花城到后海湾需要两个多小时的车程。
一路上,阿元倒是没多说什么。
宋凝找阿清和阿志有意无意地套话,得知他俩是表兄弟。
都是广省本地人,家里已没什么亲人,在罗爷手下也是为混口饭吃。
宋凝心中便有了数。
到了码头已是十一点多。
码头的人听说是罗爷的“贵客”,便率先安排他们登了船。
船不大,是个两层的改装船。
宋凝一行被安排到二楼,宋凝更是单独安排了一个房间,估计是船员休息室之类的。
一楼则被改成了大通间,这样才能塞下更多的人。
在这时,阿元才得以有机会跟宋凝单独相处。
“你到底是谁?”
阿元谨慎地关上房门,又在舱内检查了一番,才严肃地问道。
“我叫宋凝,我既然知道雷鸣,还知道你的名字,就不会是外人!”
宋凝指了指他的脖子,道:“你的脖子上是不是挂着一枚铜钱,是你妈妈替你求的平安符。

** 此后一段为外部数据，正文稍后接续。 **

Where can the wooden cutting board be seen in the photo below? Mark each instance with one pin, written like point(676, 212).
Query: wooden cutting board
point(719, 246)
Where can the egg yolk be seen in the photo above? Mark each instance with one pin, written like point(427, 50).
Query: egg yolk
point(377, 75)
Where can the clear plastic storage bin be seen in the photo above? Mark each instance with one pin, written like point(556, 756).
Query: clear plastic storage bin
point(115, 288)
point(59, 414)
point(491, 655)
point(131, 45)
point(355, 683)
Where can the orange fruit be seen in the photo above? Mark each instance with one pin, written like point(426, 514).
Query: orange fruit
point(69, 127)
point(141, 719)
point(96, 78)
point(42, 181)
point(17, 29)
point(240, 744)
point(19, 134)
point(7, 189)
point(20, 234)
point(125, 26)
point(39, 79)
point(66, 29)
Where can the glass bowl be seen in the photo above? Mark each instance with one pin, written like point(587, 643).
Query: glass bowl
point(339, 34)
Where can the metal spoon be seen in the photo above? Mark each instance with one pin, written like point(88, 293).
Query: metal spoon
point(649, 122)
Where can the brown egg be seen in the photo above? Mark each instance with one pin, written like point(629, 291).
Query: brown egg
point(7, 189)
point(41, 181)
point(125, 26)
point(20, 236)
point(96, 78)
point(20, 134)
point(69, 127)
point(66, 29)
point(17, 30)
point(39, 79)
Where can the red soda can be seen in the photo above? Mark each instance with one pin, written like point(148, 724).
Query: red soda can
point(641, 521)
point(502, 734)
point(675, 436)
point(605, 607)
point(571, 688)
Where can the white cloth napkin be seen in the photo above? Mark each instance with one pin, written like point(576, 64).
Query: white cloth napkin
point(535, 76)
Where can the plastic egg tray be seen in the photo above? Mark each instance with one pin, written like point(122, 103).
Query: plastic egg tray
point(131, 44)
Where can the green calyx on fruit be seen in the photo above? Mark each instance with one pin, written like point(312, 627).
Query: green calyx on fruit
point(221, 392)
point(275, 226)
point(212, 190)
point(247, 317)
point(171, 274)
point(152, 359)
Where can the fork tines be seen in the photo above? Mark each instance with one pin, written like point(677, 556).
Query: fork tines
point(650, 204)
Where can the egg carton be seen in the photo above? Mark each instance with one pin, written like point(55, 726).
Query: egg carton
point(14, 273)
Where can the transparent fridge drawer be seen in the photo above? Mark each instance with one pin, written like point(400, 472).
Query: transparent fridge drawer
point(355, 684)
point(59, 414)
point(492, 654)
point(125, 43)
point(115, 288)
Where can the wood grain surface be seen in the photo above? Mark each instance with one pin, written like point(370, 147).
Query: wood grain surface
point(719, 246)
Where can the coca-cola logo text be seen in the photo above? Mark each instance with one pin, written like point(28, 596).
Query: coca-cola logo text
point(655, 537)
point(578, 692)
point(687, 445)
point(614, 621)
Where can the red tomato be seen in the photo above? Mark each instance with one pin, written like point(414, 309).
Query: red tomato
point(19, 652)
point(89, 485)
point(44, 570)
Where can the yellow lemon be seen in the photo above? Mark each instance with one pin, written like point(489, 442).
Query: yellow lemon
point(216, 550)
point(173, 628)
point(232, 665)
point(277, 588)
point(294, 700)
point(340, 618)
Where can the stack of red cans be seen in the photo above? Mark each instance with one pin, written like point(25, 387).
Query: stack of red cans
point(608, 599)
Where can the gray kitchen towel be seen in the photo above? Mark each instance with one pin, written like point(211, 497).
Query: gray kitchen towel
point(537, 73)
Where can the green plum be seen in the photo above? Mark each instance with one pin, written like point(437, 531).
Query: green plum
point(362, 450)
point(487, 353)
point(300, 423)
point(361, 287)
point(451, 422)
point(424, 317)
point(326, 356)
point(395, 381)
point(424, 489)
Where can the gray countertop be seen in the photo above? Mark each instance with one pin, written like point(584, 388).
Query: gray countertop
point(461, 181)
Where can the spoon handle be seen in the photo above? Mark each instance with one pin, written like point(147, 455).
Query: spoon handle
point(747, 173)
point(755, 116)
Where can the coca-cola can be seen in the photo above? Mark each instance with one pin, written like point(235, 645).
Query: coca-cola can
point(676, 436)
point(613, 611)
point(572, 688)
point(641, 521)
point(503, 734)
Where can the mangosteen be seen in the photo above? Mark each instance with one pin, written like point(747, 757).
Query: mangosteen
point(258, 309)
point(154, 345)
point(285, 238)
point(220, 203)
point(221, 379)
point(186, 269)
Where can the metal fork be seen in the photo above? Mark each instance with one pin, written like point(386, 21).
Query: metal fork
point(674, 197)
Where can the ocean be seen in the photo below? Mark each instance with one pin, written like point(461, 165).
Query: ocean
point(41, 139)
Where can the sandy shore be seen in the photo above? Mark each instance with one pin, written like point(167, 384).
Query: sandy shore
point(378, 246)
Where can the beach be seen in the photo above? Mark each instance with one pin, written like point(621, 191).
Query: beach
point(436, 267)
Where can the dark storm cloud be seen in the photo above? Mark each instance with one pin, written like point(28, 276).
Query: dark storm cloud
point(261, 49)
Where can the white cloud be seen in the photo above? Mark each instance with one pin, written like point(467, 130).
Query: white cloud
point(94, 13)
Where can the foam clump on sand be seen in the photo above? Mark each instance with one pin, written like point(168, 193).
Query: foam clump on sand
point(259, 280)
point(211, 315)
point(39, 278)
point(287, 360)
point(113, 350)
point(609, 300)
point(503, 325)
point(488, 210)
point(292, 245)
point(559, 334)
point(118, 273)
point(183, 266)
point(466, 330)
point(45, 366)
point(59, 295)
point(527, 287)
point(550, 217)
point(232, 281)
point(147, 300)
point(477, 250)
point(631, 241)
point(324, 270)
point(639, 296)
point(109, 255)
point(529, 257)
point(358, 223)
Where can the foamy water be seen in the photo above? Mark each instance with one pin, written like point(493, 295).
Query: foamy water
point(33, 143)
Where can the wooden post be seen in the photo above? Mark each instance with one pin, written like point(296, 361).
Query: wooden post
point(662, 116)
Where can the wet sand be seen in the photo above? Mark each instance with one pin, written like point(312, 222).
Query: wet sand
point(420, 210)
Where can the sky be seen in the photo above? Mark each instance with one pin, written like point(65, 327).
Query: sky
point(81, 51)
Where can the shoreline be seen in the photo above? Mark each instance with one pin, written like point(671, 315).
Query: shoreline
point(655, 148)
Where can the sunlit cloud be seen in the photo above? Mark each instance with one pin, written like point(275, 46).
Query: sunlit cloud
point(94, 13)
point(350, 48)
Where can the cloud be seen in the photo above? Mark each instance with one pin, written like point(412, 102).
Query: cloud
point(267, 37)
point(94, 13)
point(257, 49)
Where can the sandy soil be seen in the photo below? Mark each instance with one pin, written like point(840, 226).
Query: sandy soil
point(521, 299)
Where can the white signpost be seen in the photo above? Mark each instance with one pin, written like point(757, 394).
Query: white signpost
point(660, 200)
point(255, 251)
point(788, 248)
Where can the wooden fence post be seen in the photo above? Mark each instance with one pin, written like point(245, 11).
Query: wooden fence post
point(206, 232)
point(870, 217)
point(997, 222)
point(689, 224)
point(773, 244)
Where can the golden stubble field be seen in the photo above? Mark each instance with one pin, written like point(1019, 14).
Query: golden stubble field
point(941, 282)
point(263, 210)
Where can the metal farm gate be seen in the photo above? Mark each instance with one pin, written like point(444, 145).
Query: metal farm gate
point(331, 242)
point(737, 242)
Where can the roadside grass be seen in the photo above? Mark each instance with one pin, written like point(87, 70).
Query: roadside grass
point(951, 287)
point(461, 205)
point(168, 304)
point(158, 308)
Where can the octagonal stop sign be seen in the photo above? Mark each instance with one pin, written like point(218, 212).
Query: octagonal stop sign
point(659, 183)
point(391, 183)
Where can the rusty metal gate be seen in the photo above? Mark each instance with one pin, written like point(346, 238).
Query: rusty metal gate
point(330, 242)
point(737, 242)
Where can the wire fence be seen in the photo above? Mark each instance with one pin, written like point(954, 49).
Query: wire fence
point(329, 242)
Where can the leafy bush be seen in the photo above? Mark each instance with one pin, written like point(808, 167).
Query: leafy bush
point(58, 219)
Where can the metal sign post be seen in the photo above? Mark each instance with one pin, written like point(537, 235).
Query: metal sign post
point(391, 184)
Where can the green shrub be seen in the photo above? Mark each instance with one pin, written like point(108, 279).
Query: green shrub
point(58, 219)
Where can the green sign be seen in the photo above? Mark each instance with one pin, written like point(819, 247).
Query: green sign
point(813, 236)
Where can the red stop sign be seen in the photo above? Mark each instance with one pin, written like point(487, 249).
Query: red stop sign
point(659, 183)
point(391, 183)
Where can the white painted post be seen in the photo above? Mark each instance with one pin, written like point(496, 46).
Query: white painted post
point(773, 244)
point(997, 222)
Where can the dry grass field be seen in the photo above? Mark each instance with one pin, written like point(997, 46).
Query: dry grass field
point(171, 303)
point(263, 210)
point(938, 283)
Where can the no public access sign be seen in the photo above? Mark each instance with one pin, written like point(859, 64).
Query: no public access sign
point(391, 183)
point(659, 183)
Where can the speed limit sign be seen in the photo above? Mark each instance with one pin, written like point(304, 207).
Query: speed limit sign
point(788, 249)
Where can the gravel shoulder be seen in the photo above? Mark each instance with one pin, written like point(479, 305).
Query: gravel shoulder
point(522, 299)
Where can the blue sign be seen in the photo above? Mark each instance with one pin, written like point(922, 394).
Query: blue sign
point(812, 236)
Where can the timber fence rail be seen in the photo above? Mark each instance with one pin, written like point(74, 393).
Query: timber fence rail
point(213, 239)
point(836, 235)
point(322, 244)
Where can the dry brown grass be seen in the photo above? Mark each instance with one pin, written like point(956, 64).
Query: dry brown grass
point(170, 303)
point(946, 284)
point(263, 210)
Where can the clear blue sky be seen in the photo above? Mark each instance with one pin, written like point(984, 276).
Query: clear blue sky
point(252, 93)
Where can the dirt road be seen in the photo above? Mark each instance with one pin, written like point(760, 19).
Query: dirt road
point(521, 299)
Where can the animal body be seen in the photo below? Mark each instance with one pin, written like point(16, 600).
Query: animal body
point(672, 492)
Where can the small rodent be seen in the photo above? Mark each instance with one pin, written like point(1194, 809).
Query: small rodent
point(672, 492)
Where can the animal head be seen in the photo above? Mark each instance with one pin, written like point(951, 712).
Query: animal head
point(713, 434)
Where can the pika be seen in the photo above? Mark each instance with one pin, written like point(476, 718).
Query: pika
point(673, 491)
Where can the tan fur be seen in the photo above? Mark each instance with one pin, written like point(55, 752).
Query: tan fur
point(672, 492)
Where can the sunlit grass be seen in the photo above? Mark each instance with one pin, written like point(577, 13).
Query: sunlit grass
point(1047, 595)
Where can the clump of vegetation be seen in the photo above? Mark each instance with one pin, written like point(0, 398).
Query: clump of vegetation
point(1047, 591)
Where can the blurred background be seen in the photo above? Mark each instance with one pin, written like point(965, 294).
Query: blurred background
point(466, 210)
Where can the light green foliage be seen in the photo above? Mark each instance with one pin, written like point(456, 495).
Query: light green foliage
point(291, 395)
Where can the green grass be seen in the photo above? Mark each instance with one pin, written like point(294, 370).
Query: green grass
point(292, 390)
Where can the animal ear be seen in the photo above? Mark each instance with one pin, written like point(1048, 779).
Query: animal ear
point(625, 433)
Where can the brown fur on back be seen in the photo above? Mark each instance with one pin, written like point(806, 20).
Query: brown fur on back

你之前挂铜钱的线断过一次,差点把铜钱丢了,现在这根是雷鸣的爱人孟钰帮你用丝线勾的,对不对!”
孟钰是宋凝的外婆,是个心灵手巧,温柔如水的女人。
雷老头的大嗓门和急性子,只有在她外婆面前才会收敛,温顺成一只大羊。
以柔克刚,是她外公和外婆相处的具象表现。
阿元摸了摸自己脖颈处的红线,虽说他仍对宋凝的身份一无所知,但他也无法再怀疑她的身份。
身为军人,他最懂纪律的重要性。
就如同他也无法轻易对别人说出自己的身份一样,这位姑娘或许也有她的难处所在。
毕竟那些和雷鸣夫妇相处的细节她都清楚,这件事连他的好多战友都不知道。
“宋小姐!你说,我正在调查的事情,你能帮我?是真的吗?”
宋凝点点头,“你请了长假到南方来,是为了找你被拐骗的弟弟,是吗?”
“是!我只剩这么一个弟弟了!”
董远的父亲早逝,母亲长年身体不好,他的弟弟董成小他八岁!
他被同村人骗到南方说去挣大钱!
结果后来才知道,是被卖给别人当了黑劳工!
听说好多黑劳工还会被大船拉到海外,一辈子也难以回来。
他母亲得知消息后,一病不起!
他赶回家乡时,只来得及见到母亲最后一面。
母亲的遗愿就是希望他能找回弟弟。
他不得已找上级领导,也就是雷鸣请了长假。
虽然不合制度,但雷鸣顶着压力为他网开了一面。
他最后一次打听到董成的消息,就是有人在花城某个黑道手底下见过他!
所以,他才会混进拐脚罗的手下当了保镖。
宋凝在前世听董老头提起过,他在南方花了半年的时间才找回他弟弟。
找到他弟弟时,他在一个很大的码头上当搬运工,瘦成皮包骨头,而且身心皆受人钳制。
只是更具体的无从而知。
所以,她开口道:“码头!我只知道他现在就在某个大型码头!先帮我做完这单生意!我陪你去找他!”
“好!谢谢!”
阿元也没有久待,打开门左右打量了一下,才闪身出去。
十二点整,船准时出发,除了船两侧猫眼似的一点显示轮廓的灯光,整艘船都未亮灯。
一整个地笼罩在黑夜之中。
谁也不会想到,这样一艘船的船舱里,挤满了密密麻麻的偷渡客。
一个半小时后,船安全抵达兴界一处简陋的码头。
船舱里的人在夜幕的遮掩下松了口气,沉默着迅速四处分散到这座城市的各个角落。